事前の告知では先着100名様ということで、スタジアムを出るのが少し遅かったし、その後グッズ売り場でグッズを漁っていたので、
さすがにもう無理だろうなあ、試合終わるの遅くなったし早く帰ろうかと思っていたのですが、それでもまだ整理券が残ってて、
結局並びました。今回のサイン会は6山崎円美、10上尾野辺めぐみ、11平井咲奈の3人でした。
サインノートを持っていかなかったので、慌てて売店で手ぬぐいを買って、それにサインしてもらったのですが、
まだサイン書くスペースが半分残ってます。またアルビレックス新潟レディースの試合を見に行く機会を作らなきゃいけないですね(笑)。


・メインスタンド完売という割には・・・

観客数は多いのか少ないのか1,248人。
今回のチケットを買ったのはカターレ富山vs京都サンガの試合会場なので6月2日、試合の約1か月前でして、
この時点ですでにメインスタンド椅子席が完売になってて、高さがなく観戦に不向きな芝生席を買ったんですけど、
上の試合中画像を見ての通り、メインスタンドの埋まり具合は3割ぐらいで、とてもチケットが完売した座席とは思えませんでした。
興行なので、利益が出るに越したことはないはずなんですが、この程度で完売というのは理解ができないです。
当日券でもメインスタンド椅子席の販売はありませんでした。
ニュースやハイライト映像でのカメラ映りを良くするために、カメラの映る芝生席にお客さんが入るよう、
意図的にメインスタンドのチケットの販売を抑えた、とかでしょうか。それぐらいしか考えられないですよ。

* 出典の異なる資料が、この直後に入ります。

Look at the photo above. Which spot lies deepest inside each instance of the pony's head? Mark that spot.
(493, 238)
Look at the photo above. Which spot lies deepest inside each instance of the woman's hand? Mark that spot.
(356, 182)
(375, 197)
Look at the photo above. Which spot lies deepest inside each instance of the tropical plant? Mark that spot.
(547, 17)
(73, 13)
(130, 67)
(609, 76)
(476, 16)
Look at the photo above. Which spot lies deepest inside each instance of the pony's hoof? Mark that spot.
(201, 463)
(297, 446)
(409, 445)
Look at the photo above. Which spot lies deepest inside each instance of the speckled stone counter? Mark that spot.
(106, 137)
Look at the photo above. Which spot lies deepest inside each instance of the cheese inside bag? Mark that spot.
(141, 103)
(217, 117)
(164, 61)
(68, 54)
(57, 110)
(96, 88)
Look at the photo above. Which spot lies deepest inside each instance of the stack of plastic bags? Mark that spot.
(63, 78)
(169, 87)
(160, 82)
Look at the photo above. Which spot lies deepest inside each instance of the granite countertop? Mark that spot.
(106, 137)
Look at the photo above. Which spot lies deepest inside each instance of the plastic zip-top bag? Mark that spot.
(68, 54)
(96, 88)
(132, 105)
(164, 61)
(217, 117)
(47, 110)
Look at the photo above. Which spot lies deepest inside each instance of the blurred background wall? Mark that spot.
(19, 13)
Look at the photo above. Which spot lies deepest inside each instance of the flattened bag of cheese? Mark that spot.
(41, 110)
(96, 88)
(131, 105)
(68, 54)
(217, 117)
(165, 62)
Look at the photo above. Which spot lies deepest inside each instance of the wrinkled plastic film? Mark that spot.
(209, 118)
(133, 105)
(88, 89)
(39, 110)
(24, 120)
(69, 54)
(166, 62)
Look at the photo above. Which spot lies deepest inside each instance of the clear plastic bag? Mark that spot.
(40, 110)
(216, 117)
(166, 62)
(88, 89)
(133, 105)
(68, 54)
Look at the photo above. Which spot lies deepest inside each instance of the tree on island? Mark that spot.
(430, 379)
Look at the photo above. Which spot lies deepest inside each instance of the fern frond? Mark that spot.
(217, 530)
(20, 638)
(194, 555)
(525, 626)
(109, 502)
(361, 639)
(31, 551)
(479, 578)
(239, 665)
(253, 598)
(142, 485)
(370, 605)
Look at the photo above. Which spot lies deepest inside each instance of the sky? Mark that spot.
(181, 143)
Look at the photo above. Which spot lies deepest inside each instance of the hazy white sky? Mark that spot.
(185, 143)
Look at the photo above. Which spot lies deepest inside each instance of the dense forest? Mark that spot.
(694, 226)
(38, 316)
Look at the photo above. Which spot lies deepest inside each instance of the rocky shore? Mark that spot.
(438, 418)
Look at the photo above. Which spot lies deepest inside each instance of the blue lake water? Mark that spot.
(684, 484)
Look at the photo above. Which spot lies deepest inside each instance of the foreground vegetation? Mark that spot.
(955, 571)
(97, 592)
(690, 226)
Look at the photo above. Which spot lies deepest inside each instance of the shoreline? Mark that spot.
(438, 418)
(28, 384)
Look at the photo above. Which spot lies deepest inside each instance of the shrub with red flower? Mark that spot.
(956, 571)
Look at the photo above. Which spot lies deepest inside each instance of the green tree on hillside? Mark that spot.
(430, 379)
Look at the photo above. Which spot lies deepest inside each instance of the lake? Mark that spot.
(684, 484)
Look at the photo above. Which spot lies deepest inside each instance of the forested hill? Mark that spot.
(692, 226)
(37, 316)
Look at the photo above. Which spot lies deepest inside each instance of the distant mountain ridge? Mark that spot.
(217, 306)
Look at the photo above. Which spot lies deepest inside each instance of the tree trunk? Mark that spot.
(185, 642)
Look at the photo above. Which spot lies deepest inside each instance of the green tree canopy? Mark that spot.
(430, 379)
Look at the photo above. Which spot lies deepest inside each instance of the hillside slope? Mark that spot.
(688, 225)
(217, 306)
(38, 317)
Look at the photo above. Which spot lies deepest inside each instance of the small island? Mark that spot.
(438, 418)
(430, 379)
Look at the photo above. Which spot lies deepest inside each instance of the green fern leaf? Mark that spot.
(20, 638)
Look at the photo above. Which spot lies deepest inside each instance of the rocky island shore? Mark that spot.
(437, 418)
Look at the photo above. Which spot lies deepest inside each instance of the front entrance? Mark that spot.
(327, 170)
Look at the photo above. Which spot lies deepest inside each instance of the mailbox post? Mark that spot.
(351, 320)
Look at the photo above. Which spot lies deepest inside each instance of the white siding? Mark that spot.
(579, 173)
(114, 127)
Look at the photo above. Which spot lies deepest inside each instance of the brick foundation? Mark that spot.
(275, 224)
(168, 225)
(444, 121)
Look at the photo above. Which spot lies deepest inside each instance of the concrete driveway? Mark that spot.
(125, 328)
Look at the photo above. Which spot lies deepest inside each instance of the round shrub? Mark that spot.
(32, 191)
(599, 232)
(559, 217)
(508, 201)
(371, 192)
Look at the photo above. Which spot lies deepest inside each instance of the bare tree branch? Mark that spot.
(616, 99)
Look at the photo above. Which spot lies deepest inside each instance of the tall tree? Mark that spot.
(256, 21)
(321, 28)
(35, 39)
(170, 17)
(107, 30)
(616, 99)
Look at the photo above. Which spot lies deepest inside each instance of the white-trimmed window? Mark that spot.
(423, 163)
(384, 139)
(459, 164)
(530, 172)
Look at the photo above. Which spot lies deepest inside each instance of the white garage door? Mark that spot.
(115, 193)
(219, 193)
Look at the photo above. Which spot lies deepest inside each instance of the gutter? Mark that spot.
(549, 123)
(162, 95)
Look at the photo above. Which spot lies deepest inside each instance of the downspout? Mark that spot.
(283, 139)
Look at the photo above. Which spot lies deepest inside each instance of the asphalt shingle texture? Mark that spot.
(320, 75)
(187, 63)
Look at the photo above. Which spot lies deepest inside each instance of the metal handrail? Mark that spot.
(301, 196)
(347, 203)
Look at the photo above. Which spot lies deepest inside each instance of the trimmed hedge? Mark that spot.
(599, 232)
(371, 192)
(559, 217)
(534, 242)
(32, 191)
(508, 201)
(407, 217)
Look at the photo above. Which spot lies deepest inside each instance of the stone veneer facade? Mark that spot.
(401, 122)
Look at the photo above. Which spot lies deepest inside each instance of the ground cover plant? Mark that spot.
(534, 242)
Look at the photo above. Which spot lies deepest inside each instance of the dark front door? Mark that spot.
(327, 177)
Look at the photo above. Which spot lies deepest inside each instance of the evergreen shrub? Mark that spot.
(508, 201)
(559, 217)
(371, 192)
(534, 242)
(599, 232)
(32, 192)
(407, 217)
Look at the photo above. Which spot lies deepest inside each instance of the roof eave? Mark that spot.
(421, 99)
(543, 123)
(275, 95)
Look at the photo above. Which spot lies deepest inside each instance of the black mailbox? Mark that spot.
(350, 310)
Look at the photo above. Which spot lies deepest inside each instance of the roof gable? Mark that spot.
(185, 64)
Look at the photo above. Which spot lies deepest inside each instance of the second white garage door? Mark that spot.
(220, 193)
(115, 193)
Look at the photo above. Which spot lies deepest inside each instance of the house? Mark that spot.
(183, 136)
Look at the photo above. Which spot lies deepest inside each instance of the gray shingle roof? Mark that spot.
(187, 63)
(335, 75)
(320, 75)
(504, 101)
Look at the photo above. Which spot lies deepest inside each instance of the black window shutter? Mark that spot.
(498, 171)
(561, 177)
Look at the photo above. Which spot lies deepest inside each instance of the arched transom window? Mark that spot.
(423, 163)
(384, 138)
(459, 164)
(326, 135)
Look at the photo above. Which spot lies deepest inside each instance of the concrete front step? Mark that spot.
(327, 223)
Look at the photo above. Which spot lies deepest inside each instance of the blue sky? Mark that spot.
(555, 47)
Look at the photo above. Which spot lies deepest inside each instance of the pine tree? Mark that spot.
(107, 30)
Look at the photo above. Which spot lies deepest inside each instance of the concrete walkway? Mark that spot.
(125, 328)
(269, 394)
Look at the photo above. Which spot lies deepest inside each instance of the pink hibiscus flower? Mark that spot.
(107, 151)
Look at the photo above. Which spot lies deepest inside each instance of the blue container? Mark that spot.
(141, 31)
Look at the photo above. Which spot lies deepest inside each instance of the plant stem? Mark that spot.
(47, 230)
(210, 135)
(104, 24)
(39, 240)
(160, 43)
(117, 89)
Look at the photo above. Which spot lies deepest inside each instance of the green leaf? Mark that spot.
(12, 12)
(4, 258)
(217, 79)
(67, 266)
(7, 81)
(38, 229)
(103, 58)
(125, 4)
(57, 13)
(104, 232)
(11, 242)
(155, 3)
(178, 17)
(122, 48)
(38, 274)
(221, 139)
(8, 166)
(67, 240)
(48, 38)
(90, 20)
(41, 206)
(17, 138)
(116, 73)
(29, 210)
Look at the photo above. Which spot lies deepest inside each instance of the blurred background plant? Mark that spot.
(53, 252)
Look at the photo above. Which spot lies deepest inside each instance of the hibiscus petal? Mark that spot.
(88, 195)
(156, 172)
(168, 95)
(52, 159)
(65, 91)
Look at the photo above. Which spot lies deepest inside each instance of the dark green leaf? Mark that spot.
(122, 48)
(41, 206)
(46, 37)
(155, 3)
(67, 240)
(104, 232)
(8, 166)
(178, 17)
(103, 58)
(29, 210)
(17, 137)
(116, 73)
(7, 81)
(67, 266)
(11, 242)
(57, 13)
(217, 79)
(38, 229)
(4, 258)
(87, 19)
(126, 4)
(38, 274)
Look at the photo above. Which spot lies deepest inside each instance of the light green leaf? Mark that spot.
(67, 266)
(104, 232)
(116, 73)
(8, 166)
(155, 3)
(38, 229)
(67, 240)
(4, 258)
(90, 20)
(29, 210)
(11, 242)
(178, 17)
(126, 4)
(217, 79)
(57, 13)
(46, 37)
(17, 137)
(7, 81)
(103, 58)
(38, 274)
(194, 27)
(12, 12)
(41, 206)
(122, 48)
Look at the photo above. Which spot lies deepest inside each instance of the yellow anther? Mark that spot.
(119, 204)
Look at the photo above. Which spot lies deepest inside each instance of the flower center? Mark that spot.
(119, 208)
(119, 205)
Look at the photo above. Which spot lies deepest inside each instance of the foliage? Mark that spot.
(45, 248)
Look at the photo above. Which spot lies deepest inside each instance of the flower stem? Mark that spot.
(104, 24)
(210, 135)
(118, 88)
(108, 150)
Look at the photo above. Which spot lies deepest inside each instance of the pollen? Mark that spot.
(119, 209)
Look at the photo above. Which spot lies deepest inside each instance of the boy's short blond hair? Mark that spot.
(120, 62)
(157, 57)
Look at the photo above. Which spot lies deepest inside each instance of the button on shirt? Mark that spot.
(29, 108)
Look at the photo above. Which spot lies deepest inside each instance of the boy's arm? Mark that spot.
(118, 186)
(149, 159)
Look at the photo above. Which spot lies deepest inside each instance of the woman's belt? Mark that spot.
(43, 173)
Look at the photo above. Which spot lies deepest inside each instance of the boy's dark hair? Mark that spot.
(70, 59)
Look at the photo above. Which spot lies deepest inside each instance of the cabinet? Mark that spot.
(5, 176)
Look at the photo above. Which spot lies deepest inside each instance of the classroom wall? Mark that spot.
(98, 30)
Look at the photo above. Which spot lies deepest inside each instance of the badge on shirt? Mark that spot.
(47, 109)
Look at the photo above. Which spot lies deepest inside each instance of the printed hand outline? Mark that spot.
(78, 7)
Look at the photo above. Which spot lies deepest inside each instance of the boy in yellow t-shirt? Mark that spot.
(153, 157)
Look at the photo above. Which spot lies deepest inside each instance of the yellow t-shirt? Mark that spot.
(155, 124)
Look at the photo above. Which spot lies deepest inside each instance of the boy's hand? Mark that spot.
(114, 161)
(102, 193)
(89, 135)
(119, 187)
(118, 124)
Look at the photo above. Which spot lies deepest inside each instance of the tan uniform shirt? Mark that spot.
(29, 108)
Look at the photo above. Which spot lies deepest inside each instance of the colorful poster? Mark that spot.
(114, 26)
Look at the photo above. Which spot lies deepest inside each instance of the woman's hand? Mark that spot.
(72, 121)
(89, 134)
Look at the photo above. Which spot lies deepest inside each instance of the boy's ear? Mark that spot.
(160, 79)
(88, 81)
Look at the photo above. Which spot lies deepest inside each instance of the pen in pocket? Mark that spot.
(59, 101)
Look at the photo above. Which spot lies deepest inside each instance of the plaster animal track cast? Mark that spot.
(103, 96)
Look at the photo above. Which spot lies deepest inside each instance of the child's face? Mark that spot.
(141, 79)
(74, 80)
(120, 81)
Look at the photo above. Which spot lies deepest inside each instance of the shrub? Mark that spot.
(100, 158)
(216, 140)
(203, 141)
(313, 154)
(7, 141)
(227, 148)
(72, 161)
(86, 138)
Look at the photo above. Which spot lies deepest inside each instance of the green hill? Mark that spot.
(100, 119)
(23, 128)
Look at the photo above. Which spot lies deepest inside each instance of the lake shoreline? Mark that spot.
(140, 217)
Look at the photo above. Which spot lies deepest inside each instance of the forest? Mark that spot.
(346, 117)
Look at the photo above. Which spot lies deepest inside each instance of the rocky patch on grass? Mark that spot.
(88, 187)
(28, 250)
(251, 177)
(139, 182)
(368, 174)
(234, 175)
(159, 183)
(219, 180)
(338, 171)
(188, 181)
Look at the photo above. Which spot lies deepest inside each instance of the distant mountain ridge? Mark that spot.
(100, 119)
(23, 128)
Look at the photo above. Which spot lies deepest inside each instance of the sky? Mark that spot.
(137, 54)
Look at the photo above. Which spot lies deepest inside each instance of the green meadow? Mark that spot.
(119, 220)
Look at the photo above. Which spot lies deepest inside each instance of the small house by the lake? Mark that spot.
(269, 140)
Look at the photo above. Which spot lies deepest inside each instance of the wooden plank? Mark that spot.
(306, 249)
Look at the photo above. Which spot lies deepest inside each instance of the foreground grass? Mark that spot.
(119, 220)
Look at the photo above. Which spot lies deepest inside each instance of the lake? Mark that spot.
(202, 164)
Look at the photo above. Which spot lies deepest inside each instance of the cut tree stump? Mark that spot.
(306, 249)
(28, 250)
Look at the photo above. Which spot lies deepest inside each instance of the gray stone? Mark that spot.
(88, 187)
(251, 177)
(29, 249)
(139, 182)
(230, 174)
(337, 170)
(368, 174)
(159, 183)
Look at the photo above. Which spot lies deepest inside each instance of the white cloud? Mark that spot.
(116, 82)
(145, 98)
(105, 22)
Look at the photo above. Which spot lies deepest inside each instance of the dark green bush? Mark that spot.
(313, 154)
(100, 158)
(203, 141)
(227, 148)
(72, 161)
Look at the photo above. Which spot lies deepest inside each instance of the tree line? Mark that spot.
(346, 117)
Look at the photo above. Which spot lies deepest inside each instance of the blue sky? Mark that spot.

ぶっちゃけ、この試合で4,000人ぐらい入って「カターレより多いwwwカターレ女子以下ざまぁwww」みたいなのを
期待していた人もいたかもしれませんが、残念でしたw。


・ちなみに・・・

試合後に佐伯選手にインタビューをしていた小柄のおっさん、彼がスカパー!J2カターレ富山ホームゲームの実況、牧内直哉です。